You try a few singles bars with Peggy, and meet two or three men who by contrast make Dad seem like Cary Grant, dullards mostly, a long parade of businessmen types, blurring together to form one massive dullard, always enamored of you, always by and large unimaginative in bed, and adding these boring notches doesn’t help your feelings about yourself any.

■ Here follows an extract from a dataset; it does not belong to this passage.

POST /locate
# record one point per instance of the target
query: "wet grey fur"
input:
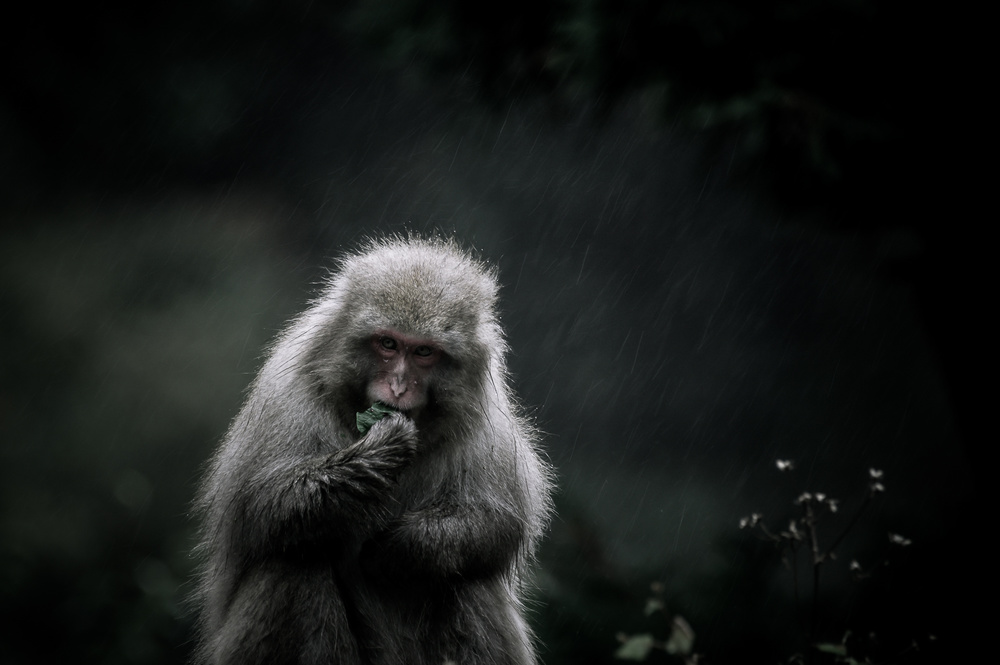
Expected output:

A few more years pass with the dullard collective while you continue your studies, performing when jobs arise. Carolina arranges an audition for you with an agent from a more powerful outfit. You had not expected dissatisfaction with your career so soon, have not wanted to complain about it, but in confiding to Carolina she agrees that you have made great vocal progress and that she has someone for you to meet. She mentions nothing about how handsome — not to mention young — he is, and you’re glad she doesn’t. You prepare for the audition as though you’ll be meeting yet another closeted fifty-year-old music rep, and so when Victor Silvestri, a handsome, affable twenty-eight-year-old comes in, your eyes brighten just a little. His brighten a lot. You sing “Una voce poco fa” to which he responds with laughter, bold, jubilant laughter — he can’t stop looking at Carolina, who knows him and knows what it means, but for you this is a first. The closeted types tend to nod and smile, if you’re lucky. (You come to believe that you could have a dozen octaves and the voice of a seraph but what you’re sure these guys want is a tenor fresh out of college willing to carry their umbrellas and make themselves available for any darker whims. This is a belief you will hold until your last days, and your future husband will not disabuse you of it.) You’re pretty sure he isn’t laughing at how bad you were, but it’s an unusual response to say the least. He says he can have a contract ready for you tomorrow and would you like to sign it over dinner? Some quick math: eager + agent + Italian + handsome = everything you’re looking for, all in one.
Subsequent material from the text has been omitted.